One of the challenges is that technology continues to change at a rapid pace, and identifying which social media networks are right for your organization or brand takes some effort. Not everyone can keep up with all of the different tools and technologies available – and knowing what to use is only part of the equation.

Below are several high-level questions you should ask yourself before your organization steps into social media.

  • Why would you use social media to engage your stakeholders?
  • Is it right for your stakeholders?
  • Are they participating on specific social networking sites?
  • What is your objective?
  • What do you want to achieve?
  • Who do you want to connect with and why?
  • What are your opportunities and what are your risks?

Once these questions are answered, then you can shift into the more tactical details. Some examples are:

  • What social media platforms are we going to use?
  • What department is charged with developing the content?
  • What is the process if there is an issue or crisis on social media networks?
  • How often will your organization post to each social media platform?
  • How quickly will you respond to social media queries?

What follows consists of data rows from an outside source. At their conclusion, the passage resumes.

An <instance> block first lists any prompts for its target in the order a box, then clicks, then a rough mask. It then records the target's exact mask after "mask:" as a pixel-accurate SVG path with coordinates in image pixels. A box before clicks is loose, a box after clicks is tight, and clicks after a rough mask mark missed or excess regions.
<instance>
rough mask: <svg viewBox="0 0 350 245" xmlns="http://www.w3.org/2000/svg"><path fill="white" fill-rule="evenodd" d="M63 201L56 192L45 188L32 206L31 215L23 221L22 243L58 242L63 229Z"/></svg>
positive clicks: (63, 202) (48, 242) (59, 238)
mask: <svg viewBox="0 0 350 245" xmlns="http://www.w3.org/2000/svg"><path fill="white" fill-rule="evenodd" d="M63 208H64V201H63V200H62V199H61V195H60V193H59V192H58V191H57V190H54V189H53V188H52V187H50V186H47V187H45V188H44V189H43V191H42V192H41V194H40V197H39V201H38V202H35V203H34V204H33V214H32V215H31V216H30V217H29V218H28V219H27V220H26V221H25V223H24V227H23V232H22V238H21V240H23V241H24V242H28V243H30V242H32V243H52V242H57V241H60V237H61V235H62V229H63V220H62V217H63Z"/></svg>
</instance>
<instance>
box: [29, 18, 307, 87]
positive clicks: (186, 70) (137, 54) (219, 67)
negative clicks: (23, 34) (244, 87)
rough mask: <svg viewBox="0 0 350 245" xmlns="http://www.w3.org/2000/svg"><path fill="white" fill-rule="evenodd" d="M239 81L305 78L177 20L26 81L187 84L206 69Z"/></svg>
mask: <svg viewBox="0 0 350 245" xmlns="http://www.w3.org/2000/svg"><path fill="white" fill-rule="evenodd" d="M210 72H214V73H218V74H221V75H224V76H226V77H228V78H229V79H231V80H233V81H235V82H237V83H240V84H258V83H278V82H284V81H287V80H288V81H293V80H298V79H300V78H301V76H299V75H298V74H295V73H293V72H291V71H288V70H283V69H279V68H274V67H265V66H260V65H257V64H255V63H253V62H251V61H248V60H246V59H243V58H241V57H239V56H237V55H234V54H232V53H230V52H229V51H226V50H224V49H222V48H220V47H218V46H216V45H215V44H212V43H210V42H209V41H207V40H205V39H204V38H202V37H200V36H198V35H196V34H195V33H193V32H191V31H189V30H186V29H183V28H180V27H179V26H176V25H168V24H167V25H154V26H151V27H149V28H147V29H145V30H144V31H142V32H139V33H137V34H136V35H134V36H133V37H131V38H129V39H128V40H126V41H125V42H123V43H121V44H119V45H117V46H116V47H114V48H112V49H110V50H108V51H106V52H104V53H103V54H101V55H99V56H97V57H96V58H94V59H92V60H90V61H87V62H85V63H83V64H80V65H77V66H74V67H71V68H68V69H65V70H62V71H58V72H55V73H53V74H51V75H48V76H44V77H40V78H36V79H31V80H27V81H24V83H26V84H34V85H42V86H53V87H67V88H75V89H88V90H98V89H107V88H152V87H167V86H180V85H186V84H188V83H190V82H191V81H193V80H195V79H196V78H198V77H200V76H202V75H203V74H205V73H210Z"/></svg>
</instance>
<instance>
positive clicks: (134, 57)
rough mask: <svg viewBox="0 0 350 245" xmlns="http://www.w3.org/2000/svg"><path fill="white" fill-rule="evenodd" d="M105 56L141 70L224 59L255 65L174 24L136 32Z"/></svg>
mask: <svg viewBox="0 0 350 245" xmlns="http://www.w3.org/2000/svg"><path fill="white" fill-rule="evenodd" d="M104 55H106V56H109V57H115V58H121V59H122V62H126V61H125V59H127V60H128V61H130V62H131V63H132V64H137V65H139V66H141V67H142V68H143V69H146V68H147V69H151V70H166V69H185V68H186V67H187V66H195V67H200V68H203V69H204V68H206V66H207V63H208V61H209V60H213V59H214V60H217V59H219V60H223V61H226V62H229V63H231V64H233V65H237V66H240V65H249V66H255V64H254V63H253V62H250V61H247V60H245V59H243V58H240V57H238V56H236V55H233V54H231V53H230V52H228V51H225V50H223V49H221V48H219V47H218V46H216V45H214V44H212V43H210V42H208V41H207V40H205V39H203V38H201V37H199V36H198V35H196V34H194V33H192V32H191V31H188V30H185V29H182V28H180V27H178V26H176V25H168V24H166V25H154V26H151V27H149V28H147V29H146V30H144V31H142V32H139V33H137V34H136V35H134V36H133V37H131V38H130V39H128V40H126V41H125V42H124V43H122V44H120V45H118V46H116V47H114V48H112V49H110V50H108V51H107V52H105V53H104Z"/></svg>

We often work with clients to identify their objectives, relative to their overarching marketing and communications strategy, and then help them to build a plan that includes social media. There are times when a client comes to us and we advise them to monitor social media, but not engage – it depends on the organization, their brand, their objectives and the stakeholder groups. Active social media participation isn’t for every organization and that is a key element in defining a strategic approach to communication.